Publication | Closed Access

Inflammatory atypia on cervical smears. A diagnostic dilemma for the gynecologist.

19

Citations

0

References

1991

Year

Abstract

In light of the current controversy on the significance, follow-up and management of women with cervical smears showing "inflammatory atypia" (IA), a study was conducted to correlate the initial cytologic diagnosis of IA with the follow-up findings in colposcopically directed cervical biopsies and smears. From March 1988 through June 1989, 70 women had two consecutive smears reported as IA; all underwent colposcopy and cervical biopsy. In 58 patients (83%) the biopsies and smears obtained during colposcopy were negative for condyloma and/or cervical intraepithelial neoplasia (CIN). Ten patients (14%) had condylomas, and two (3%) had condylomas with CIN (one CIN I and one II).
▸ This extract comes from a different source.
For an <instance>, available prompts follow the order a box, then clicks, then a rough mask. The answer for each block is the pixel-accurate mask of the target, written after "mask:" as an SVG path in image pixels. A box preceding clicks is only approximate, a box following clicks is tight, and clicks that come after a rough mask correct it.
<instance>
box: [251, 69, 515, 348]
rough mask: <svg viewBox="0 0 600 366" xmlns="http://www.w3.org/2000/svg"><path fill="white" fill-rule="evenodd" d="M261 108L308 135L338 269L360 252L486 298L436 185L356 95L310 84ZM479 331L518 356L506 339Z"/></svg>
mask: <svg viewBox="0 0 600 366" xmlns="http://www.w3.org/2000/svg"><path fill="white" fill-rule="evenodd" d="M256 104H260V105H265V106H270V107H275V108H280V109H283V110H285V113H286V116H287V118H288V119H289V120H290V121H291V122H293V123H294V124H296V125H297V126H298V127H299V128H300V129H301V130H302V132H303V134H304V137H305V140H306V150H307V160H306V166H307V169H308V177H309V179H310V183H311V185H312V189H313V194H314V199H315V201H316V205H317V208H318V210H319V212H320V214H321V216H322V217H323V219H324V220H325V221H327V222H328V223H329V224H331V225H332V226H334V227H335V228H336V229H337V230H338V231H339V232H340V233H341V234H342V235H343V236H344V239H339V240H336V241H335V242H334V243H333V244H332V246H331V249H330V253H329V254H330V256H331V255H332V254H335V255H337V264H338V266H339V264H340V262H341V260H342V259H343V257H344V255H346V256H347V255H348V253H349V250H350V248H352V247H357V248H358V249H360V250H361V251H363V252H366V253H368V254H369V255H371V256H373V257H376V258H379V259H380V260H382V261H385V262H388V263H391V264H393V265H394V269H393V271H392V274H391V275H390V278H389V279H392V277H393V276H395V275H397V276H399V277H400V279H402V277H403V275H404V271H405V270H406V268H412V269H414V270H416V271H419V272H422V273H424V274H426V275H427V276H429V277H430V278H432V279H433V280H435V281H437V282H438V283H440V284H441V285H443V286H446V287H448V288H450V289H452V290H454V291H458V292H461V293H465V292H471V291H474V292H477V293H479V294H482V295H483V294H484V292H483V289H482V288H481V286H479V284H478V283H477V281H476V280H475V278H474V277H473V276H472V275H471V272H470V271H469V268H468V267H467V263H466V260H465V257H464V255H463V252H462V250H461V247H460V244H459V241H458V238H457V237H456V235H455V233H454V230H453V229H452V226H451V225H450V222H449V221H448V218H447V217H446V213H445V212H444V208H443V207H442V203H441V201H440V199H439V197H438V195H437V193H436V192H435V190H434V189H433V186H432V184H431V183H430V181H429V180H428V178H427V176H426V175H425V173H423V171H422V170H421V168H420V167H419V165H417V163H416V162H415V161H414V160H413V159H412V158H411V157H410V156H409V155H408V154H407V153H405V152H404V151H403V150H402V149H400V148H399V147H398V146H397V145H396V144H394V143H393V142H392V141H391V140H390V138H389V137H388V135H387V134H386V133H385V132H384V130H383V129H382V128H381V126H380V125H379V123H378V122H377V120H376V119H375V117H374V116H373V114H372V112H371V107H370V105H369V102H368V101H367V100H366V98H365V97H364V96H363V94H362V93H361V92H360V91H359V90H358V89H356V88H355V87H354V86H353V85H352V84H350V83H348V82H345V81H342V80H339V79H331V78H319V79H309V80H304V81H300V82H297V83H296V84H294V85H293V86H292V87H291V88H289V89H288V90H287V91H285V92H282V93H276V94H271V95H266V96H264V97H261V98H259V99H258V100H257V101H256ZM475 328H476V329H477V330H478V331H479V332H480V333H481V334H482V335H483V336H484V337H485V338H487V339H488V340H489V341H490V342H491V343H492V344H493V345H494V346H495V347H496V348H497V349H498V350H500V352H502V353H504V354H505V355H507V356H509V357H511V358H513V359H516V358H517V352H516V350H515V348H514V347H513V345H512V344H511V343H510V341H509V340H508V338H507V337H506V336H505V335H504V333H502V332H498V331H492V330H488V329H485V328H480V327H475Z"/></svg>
The initial IA smears from those 12 patients were reviewed retrospectively: 2 showed condylomas (they had been undercalled), 5 were "suggestive of condyloma" (the atypical cells were too few or poorly preserved for a definitive diagnosis), and 5 showed IA. None showed cytologic evidence of CIN, most probably because of sampling error. Our results suggest that colposcopy is warranted after two consecutive diagnoses of IA on cervical smears, considering that 17% of the patients in our study showed underlying intraepithelial lesions of the cervix.